# Need some information on Hurghada



## Nisa (Oct 28, 2013)

Hi,

I'm new to the forum, I've been looking for some information on Hurghada and I came across this forum. A really great place for us expats to get advice and information.

Ok, my question: I am currently living in Cairo, but my husband visited Hurghada a few months ago and he loved it and he really wants to move out there. Everything I've heard about it sounds great aswell, the quietness, the friendly people. It sounds a lot more relaxing than where I am now.
My problem though is that I have me and my children are studying Arabic and Quran and from the short investigations he did we don't know of any centers out there.
So I was wondering if there are any Quran or Arabic centers in Hurghada. I know there is an Azhar school which I could put the children in but would like to know if there was anywhere else I could put them.
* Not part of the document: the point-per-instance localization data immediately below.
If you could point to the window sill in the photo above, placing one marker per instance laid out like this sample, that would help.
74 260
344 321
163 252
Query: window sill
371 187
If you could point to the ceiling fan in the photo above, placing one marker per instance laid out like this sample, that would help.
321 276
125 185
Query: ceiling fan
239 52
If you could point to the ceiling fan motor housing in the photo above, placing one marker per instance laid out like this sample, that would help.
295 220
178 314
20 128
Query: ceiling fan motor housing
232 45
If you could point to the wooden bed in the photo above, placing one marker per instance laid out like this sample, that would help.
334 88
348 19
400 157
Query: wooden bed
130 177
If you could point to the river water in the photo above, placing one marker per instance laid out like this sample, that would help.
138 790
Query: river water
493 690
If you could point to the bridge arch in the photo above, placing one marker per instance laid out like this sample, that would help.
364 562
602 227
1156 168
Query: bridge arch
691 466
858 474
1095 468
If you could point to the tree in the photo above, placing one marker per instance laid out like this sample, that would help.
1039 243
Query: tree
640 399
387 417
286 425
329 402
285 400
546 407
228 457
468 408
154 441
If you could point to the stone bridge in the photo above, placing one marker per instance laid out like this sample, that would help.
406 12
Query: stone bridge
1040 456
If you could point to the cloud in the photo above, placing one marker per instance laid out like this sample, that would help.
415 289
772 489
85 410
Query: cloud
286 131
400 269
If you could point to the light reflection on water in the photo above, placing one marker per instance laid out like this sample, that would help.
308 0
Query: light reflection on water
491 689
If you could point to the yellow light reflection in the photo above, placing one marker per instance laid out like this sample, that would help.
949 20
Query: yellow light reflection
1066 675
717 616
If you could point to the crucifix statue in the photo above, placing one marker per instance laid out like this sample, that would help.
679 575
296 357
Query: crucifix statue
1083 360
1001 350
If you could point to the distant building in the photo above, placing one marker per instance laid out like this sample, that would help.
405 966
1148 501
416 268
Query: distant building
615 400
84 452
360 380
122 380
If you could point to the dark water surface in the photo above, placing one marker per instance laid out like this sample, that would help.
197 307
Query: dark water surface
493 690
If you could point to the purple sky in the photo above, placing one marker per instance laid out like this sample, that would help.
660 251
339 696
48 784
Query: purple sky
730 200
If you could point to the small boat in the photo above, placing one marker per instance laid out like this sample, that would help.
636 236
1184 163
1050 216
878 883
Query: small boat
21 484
Also somewhere for myself.
If anyone has any information I would really appreciate it.

Thanks.


----------



## hurghadapat (Mar 26, 2010)

Nisa said:


> Hi,
> 
> I'm new to the forum, I've been looking for some information on Hurghada and I came across this forum. A really great place for us expats to get advice and information.
> 
> ...


There is a group in Hurghada called Hurghada Mums if you ask on there i'm sure they will be able to help you.


----------



## Helen Ellis (Aug 9, 2008)

There is a ladies group studying Koran here. If you wish to join them pm me and I will send you the contact details of the organiser. Mixed nationalities, lessons conducted in English. I think one of them will be able to advise you re lessons for children.


----------



## Helen Ellis (Aug 9, 2008)

There is also a Women's group which meets every Wednesday for coffee in the Marina. They are involved in a lot of charity work within the community which may appeal to you, as well as it being a chance to meet other women living in Hurghada.


----------